Serum sickness-like reaction in pediatric age - experience of an Imunoalergology Unit

2019 
Background: Serum sickness is a systemic reaction reported after administration of heterologous serum. It is clinically characterized by fever, skin lesions, arthralgia/arthritis, lymphadenopathy, and nephritis and by presence of immune complexes. Serum sickness-like reaction mimics serum sickness and its pathophysiology is not well understood. It is more common in pediatric age and often associated with drug administration.

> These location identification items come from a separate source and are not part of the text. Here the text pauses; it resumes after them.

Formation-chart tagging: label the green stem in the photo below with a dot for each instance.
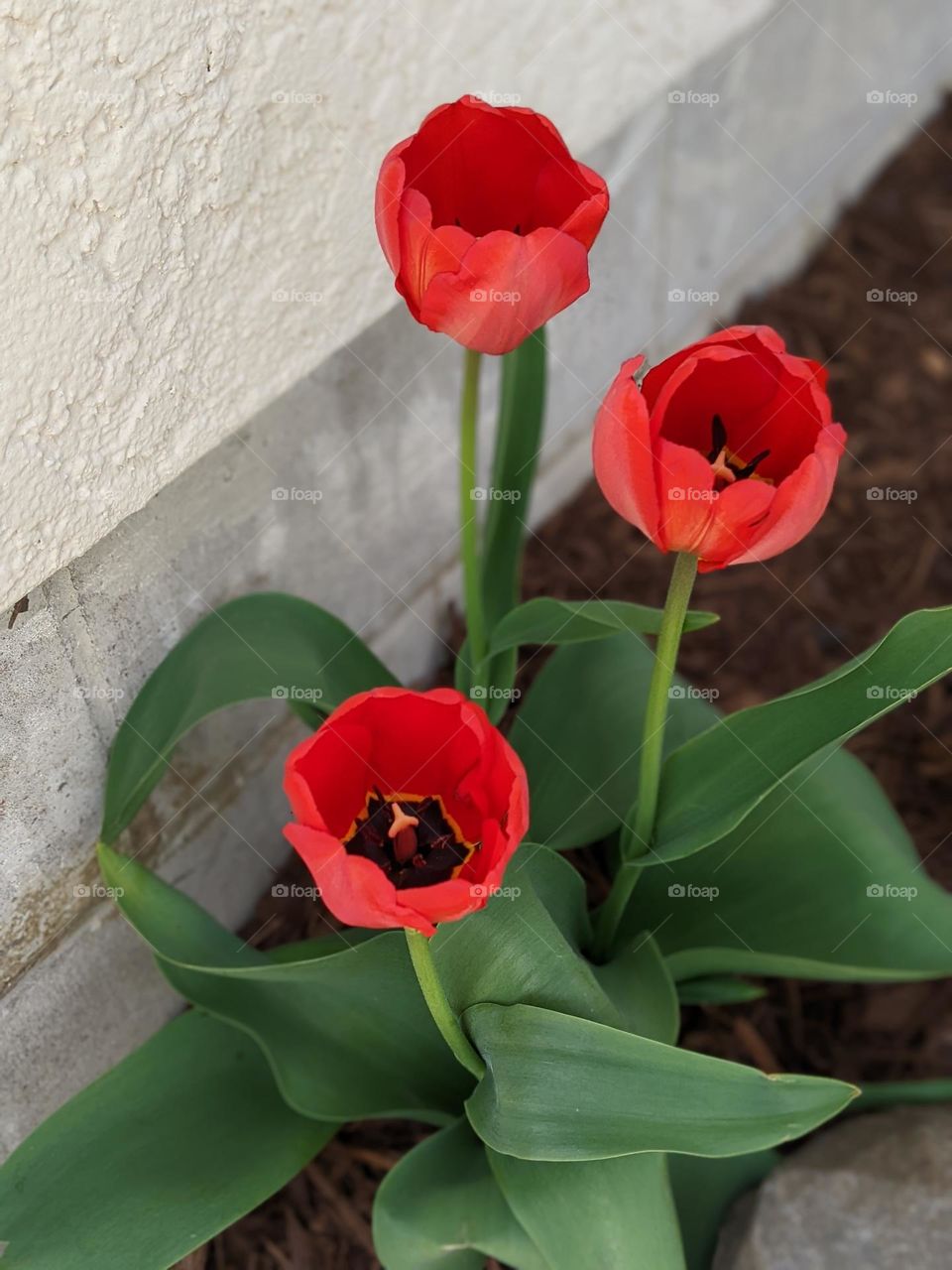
(439, 1007)
(675, 608)
(472, 584)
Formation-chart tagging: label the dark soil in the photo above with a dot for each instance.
(782, 624)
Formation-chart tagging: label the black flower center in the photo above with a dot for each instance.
(729, 466)
(411, 838)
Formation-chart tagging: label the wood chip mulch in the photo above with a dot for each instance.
(869, 563)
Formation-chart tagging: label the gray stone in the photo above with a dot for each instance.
(869, 1194)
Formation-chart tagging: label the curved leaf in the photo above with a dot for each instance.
(263, 645)
(703, 1192)
(642, 987)
(714, 781)
(515, 952)
(576, 621)
(439, 1207)
(154, 1159)
(597, 1211)
(819, 883)
(348, 1034)
(558, 1087)
(579, 731)
(719, 991)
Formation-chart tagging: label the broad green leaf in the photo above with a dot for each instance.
(515, 951)
(579, 731)
(642, 987)
(439, 1207)
(173, 1144)
(892, 1093)
(819, 883)
(703, 1192)
(602, 1213)
(558, 1087)
(578, 621)
(348, 1035)
(263, 645)
(712, 783)
(719, 991)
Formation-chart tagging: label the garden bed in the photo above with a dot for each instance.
(869, 562)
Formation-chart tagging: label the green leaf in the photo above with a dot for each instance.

This study aimed to characterize serum sickness-like reaction cases evaluated at a Drug Allergy Clinic. Material and methods: An analytical, retrospective, longitudinal study of a sample of 39 children (56% male) with diagnosis of serum sickness-like reaction evaluated at a Drug Allergy Clinic between January 2007 and December 2017 was performed. Results: Children had an average of 4.8 years at the time of reaction. In most cases (97%), beta-lactam antibiotics were the suspected triggering drugs. On average, clinical manifestations developed 7.5 days after treatment start. Skin lesions developed in all patients, and arthralgia/arthritis in 92.3%. Fifteen percent of children were hospitalized. Penicillin-specific IgE was evaluated in 87% of patients, but only tested positive in two. Skin prick tests and intradermal tests were performed in 46% of cases and were positive in seven. Oral challenge test was performed in 26% of patients and was positive in three. Conclusion: Serum sickness-like reaction is a rare and poorly understood entity. Diagnosis is essentially clinical, requiring a high index of suspicion. In the acute phase, usefulness of complementary tests lies mainly in the differential diagnosis with other diseases.